Novel treatments and current clinical trials for Alzheimer's disease therapies show promise

Oct 23, 2008

The past 25 years have seen an explosion of scientific investigations into the basic neurobiology of Alzheimer's disease (AD). Unfortunately, the gap between bench and bedside remains as vast as ever. Recent progress, however, has resulted in the development of novel, and in some cases, unconventional approaches for effective treatment. New therapies are currently undergoing preclinical investigation or are in clinical trial phase. A special issue of the Journal of Alzheimer's Disease (October 2008), guided by guest editor Muhammad Omar Chohan, MD, explores these exciting developments.

"The scientific community in general and the pharmaceutical industry in particular have invested heavily in just a few areas of AD therapeutics. The result is quite clear: symptomatic drugs are the best that can be offered to patients with this devastating disease," commented Dr. Chohan, Neuroimmunology Lab, Department of Neurochemistry, New York State Institute for Basic Research in Developmental Disabilities. "Despite the seemingly desperate state of affairs, we now see a steady influx of novel, unconventional therapeutic approaches. This special issue of the Journal of Alzheimer's Disease presents perspectives written by leaders in the field who believe that it is high time for innovation in AD therapeutics."

Bringing together 14 contributions from worldwide experts, Dr. Chohan has assembled a two-part Special Issue. The first part concentrates mainly on preclinical studies and novel agents that are still in the experimental phase, while the second describes current clinical studies and some of the major issues involved.

The issue opens with a focus on immunotherapy. Einar Sigurdsson proposes active immunization against tau, while Michal Novak and his group elaborate on passive tau immunization. This is followed by an update on glycogen synthase kinase-3 (GSK-3) inhibitors by Daniel Perez and Anna Martinez, who lead a major AD clinical trial with a GSK-3 inhibitor. Although amyloid immunotherapy has been a particular focus of almost all large pharmaceutical efforts, there has been limited progress in that area. Beka Solomon proposes a completely novel approach based on phage-display technology which holds promise in amyloid-based vaccine development.

While there is growing literature on the involvement of oxidative stress in AD pathogenesis, clinical data have not shown substantial benefit from antioxidant agents. Xiongwei Zhu and colleagues discuss some of these issues and propose development of advanced clinical therapies around this theme.
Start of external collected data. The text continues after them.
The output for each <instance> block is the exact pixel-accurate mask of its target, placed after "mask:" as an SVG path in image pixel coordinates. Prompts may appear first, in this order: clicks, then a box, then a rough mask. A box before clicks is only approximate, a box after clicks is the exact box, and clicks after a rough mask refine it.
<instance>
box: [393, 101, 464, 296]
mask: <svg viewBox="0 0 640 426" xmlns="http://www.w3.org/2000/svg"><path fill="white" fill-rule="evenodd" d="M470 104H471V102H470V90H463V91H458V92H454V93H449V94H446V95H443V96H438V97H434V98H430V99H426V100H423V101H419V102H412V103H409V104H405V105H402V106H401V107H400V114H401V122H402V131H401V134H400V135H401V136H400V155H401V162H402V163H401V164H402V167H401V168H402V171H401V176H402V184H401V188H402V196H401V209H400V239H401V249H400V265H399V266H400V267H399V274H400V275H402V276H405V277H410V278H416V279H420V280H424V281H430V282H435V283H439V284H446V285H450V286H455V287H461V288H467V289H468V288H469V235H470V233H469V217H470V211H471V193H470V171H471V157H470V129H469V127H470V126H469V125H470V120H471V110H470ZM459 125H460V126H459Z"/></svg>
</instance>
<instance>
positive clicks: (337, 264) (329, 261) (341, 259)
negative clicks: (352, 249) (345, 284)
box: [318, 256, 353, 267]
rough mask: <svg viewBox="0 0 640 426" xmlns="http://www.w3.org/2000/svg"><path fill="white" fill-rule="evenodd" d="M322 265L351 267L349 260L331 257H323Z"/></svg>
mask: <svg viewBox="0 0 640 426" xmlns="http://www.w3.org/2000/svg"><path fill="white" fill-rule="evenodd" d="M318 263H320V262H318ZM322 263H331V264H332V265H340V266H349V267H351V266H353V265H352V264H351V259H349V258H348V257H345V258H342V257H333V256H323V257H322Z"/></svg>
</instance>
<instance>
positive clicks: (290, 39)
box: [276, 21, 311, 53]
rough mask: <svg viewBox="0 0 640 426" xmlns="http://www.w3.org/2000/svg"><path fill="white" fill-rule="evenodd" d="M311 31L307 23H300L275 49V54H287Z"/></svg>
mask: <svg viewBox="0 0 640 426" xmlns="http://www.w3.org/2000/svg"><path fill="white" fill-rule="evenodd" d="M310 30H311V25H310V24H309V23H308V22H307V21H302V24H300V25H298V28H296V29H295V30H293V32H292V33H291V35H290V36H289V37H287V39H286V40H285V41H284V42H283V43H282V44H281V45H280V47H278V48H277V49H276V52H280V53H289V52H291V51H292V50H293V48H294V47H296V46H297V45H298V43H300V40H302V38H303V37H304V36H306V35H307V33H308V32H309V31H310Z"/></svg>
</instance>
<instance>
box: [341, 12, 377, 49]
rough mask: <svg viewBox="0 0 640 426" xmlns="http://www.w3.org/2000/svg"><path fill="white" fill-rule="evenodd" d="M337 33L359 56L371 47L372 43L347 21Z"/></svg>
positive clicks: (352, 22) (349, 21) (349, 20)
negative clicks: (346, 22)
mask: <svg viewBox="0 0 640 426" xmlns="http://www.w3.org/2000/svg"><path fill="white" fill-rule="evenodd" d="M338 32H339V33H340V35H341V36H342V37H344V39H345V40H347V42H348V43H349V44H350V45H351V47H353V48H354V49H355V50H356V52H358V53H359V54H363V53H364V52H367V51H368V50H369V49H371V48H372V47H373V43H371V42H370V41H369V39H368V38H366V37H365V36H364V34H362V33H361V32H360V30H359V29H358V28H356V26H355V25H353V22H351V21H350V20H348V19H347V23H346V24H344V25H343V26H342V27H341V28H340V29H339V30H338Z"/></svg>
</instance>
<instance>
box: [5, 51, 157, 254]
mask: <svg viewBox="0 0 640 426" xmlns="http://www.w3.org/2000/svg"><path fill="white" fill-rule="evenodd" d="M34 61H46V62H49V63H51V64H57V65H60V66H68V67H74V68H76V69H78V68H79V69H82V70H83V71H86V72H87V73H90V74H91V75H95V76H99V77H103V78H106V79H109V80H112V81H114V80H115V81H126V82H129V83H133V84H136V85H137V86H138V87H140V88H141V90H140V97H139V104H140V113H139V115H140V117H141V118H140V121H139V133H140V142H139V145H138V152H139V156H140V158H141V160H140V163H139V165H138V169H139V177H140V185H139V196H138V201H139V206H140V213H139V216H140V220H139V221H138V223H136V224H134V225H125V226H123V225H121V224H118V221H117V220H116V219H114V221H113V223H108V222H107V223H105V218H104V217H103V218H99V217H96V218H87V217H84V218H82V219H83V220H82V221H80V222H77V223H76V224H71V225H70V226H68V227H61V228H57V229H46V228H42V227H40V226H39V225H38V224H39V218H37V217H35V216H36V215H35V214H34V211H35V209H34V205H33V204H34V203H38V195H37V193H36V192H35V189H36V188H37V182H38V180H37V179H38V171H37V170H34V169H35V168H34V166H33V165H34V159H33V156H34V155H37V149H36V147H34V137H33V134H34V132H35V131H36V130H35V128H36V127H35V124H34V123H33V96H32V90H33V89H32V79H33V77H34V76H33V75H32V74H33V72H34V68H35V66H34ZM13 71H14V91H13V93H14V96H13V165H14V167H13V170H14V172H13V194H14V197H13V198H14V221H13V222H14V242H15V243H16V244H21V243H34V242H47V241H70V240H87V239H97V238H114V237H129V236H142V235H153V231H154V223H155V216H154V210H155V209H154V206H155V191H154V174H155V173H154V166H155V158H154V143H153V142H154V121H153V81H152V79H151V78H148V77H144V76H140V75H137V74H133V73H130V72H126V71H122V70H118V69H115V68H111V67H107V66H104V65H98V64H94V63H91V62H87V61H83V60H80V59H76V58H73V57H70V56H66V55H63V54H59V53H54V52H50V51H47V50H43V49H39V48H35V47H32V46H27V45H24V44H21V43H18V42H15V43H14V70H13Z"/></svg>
Two papers by Silvia Mandel and colleagues and Ashley Bush focus on a yet another novel approach: the role of metals and drugs based on the Metal Hypothesis. Kiminobu Sugaya and colleagues then discuss the promises and realities of cell replacement in the future of AD therapeutics. Finally, Antonio Cattaneo and colleagues discuss the potential of Nerve Growth Factor as a therapy for AD.

The development of AD therapeutics has been plagued with many failed and equivocal clinical trial outcomes. The second part of the special issue begins with a perspective from Saad Shafqat discussing the plight of dementia care in a developing country. This is followed by a series of stimulating analyses of current AD clinical trials both in the US and in Europe. First, Bruno Vellas and colleagues share their experience in the development of disease-modifying agents. Next, Robert Becker and colleagues and Cynthia Carlsson present an autopsy-style evaluation of failed AD clinical trials and make several important recommendations. Khalid Iqbal and colleagues wrap up the issue by discussing the multifactorial and heterogeneous nature of AD and the importance of patient stratification in the design of future clinical studies.